A strength of this study is that we automatically collected detailed data on app usage. However, we do not know how much time users spent with the app. It is a limitation that we did not explore why user engagement dropped over time. The inclusion of both women and men is another strength, especially since men are usually more challenging to recruit in interventions [43]. The sex distribution and other characteristics, such as age, BMI, and HbA_1c levels, in our study are similar to the average adult population with type 2 diabetes in Swedish primary care [44]. Among our participants, 84.2% were overweight or obese, compared to 82.7% in primary care. However, our participants were slightly younger (63.2 years vs 68.7 years) and had a lower HbA_1c (47.7 mmol/mol vs 52.0 mmol/mol). The fact that participants were recruited in primary care and from areas with relatively high socioeconomic status, and that the app was only available in Swedish, limits the generalizability of our results to other socioeconomic groups.

Additional strengths include use of a validated FFQ [21,22] and addressing both short-term and long-term dietary intake.

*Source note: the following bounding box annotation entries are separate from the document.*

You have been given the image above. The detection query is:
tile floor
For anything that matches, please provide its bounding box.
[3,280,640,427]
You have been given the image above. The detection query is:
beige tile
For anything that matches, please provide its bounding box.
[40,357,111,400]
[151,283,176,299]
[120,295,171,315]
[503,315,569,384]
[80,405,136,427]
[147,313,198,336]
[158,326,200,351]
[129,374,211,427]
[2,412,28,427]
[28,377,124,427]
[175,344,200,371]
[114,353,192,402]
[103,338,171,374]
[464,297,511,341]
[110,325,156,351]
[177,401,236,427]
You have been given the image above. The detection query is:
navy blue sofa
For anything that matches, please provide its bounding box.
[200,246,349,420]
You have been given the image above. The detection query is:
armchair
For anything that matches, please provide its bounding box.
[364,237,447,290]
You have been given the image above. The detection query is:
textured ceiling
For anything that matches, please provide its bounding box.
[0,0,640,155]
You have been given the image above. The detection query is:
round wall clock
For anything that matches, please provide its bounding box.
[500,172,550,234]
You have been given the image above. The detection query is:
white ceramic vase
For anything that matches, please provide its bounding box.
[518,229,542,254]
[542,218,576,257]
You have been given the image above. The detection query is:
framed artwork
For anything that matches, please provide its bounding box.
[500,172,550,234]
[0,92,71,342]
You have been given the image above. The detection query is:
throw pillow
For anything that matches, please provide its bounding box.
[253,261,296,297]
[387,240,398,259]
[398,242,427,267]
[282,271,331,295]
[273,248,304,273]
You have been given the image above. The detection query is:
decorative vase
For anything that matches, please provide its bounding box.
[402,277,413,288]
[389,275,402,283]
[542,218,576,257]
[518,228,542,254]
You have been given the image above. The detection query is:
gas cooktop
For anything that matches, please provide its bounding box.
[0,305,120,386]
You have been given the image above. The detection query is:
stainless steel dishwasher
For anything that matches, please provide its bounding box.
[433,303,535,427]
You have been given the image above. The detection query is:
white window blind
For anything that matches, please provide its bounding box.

This allowed us to examine if changes were maintained over time. Furthermore, anthropometrics and cardiometabolic risk markers were objectively measured, but the latter only at short-term follow-up. Different long-term follow-up intervals between participants in the two groups is also a limitation. In addition, power was calculated based on the primary outcome of the trial [15]. The small sample size in this study may have been underpowered to detect statistical significance in secondary analyses. Finally, social desirability bias and recall bias may have influenced reporting in the FFQ. For example, foods considered healthier may be over-reported and unhealthy foods more under-reported [45]. However, we believe this is likely to be random and not related to a specific user engagement group.

Conclusion

In our study, engagement with a smartphone-based dietary education was high, suggesting that an app targeting dietary habits is feasible to use. Those with high user engagement maintained healthier dietary behaviors over time, compared to those with low user engagement. Future studies should address the challenge of designing targeted mHealth solutions to engage individuals in maintaining app-usage during the full extent of interventions.